This thread has been locked.

If you have a related question, please click the "Ask a related question" button in the top right corner. The newly created question will be automatically linked to this question.

Using SPLOOP in C66x

Hello,

I want to implement a tight loop that doesn't need pipeline using the SPLOOP, the loop might look like :

inst1 .L1

inst2 .L1

inst3 .L1

inst4 .L1

The wanted execution flow is :

Cycle 1 : inst1

Cycle 2 : inst2

Cycle 3 : inst3

Cycle 4 : inst4

Cycle 5 : inst1

Cycle 6 : inst2

...

I first tried the code :

MVK .S2 10,B9

MVC .S2 B9,ILC

NOP 3

SPLOOP 4

inst1 .L1

inst2 .L1

inst3 .L1

SPKERNEL 0,0

|| inst4 .L1

But the compiler says that the dynamic length must be > than the ii

Is there someway to use SPLOOP to do it in the manner i want ? could u explain what does that SPKERNEL parameters really mean ? i just put them to 0,0 so as to not have any delays ..

Thanks ..

  • Hi,

    first of all I don't recommend programming hand optimized assembler. Our Compiler does a very good job at optimizing loops. In case you want to further optimize your C code I'd start looking into using pragma's and intrinsics.

    In case you really want to program in assembly I'd recommend to write serial assembly and let the compiler do the parallelization the code.

    If you want to understand the SPLOOP hardware you'll have to understand the software pipelining first.

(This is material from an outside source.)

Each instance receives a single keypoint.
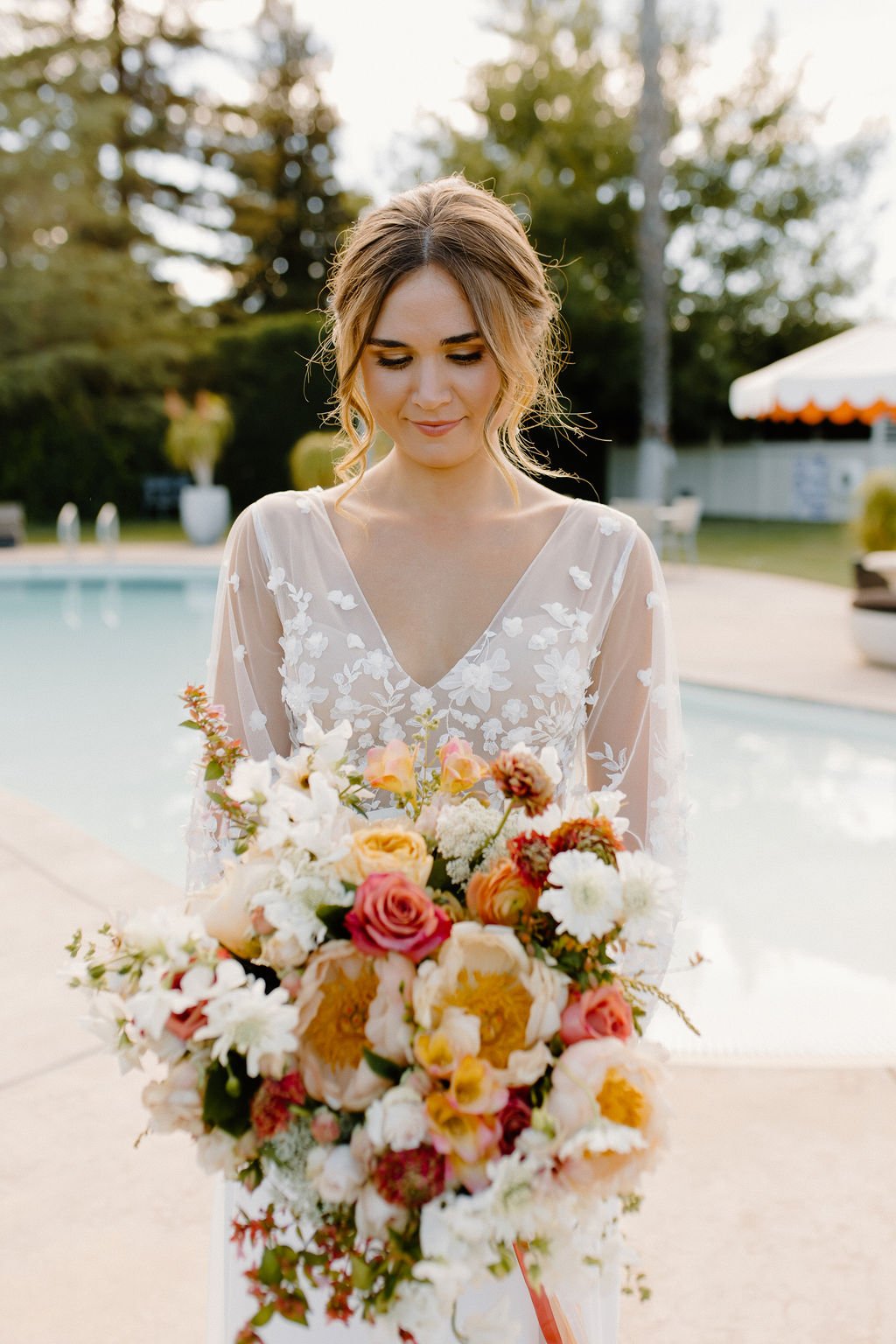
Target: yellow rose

You can read Chapter 8 of the TMS320C66x DSP CPU and Instruction Set Reference Guide which explains it all.

    Kind regards,

    one and zero

     

  • Thanks for your answer one and zero, however, I still need hand optimized assembly .. I've read the SPLOOP BUFFER chapter in the user guide, so could you help me ?

    I've made the previous example getting to work by having a dynamic length=5 (a NOP added to the iteration) and ii=4 :

     

    MVK .S1 0,A9

    MVK .S2 10,B9

    MVC .S2 B9,ILC

    NOP 3

    SPLOOP 4

    ADD .S1 A9,1,A9 ; inst1

    ADD .S1 A9,1,A9 ; inst 2

    ADD .S1 A9,1,A9 ; inst3

    ADD .S1 A9,1,A9 ; inst4

    SPKERNEL 0,0

    SUB .S1 A9,1,A9 ; finst

     

    The simulator gives what is expected, however, i'm wandering if SPKERNEL params are correct .. so that the "finst" instruction executes immediately after the last "inst4" instruction contained in the epilog ..

    Thanks

  • I solved my probem, thanks .. what i've missing is the information that the SPKERNEL parameters indicate when the next instructions following the SPLOOP should begin relatively to the epilog .. then, the last code i wrote is correct, avoiding even the NOP latency included in each iteration ..

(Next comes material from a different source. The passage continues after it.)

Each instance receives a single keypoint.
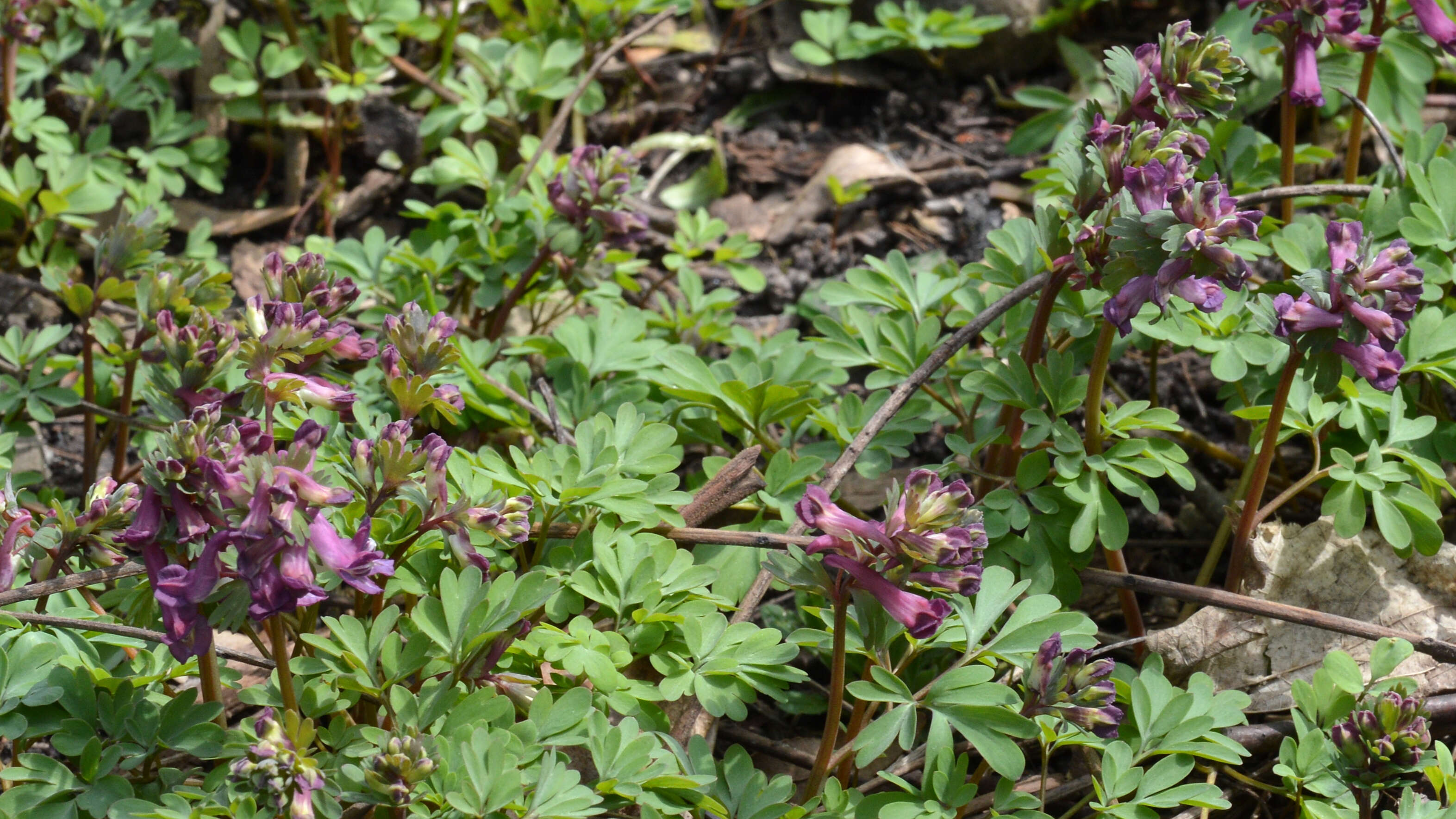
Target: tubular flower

    By the way, my hand written assembly turns to be 6 times better than the optimized DSPLIB complex matrix multiply with intrinsics and pragmas, using -o3 and optimising for speed 5 as compiler options .. that's why i decided to optimise my functions in standard C66x assembly ..

    Best Regards . Mounir

  • Hi Mounir,

    first of all thanks a lot for your feedback!

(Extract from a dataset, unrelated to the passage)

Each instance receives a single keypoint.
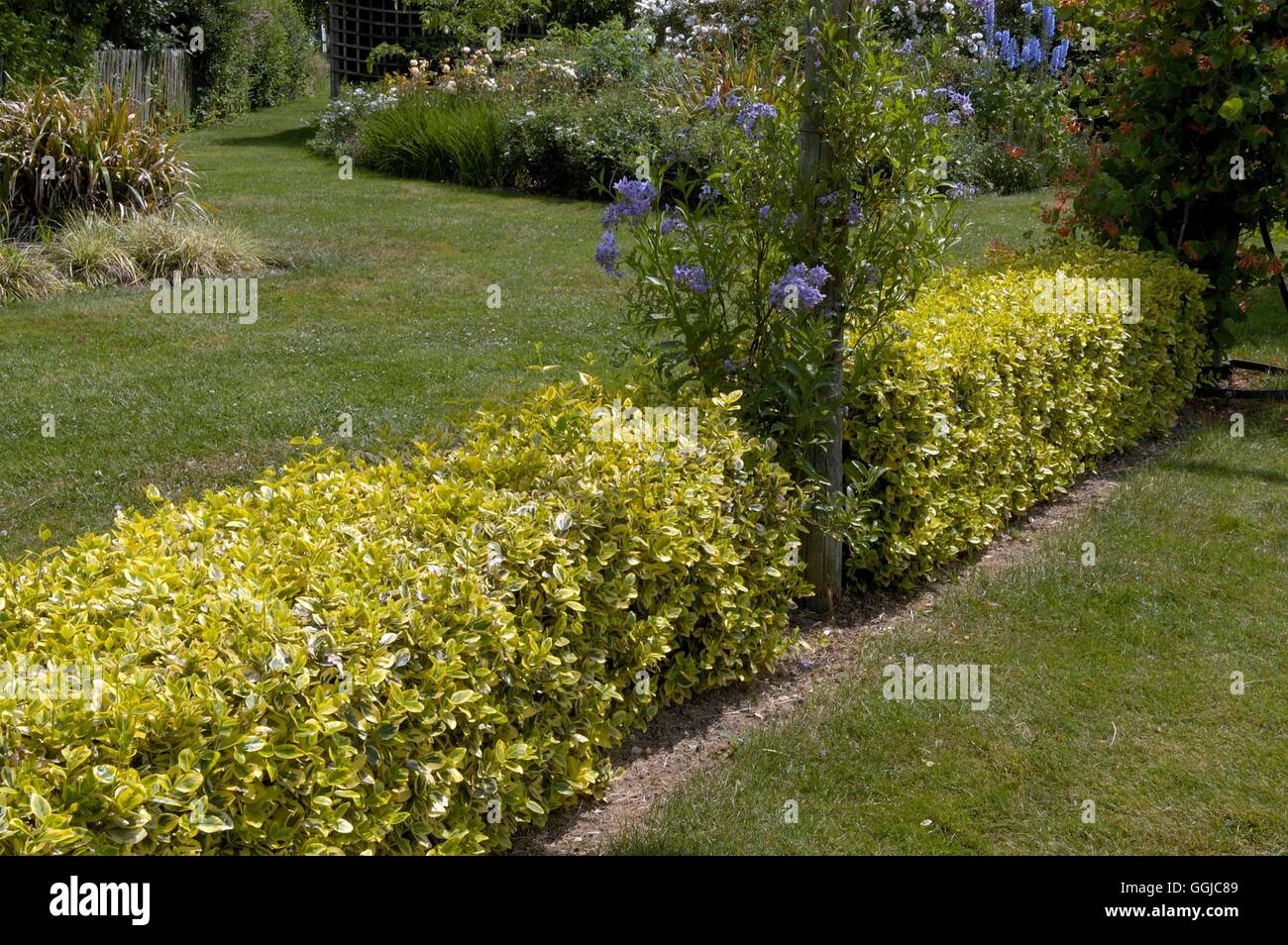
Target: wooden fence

    I just want to clarify on the 6 times better than the DSPLIB. Is your assembly code really functionally the same as the DSPLIB implementation or have you done further functional optimizations?

    Also I'd like to recommend to you to look into linear assembly in case you haven't done so already. You might be interested to compare your hand-optimized assembly performance with the linear assembly. The advantage of linear assembly is that it's easier to write and maintain. You'll find more details in the C Compiler User's Guide (SPRU187) in the Chapter "4.3 What You Need to Know to Write Linear Assembly"

     

    ... by the way you don't necessarily need to specify the functional unit when writing hand-optimized assembly, the assembler would do that for you if the functional unit is not specified ...

    Kind regards,

    one and zero

  • Thanks, i'll try to see the linear assembly and what benefits could provide .. my hand written assembly does just a complex matrix multiply, but I indeed slightly changed the algorithm to be tiled, computing 8 values at the end of each iteration .. the comparison i did is then unfair regarding the code optimization ..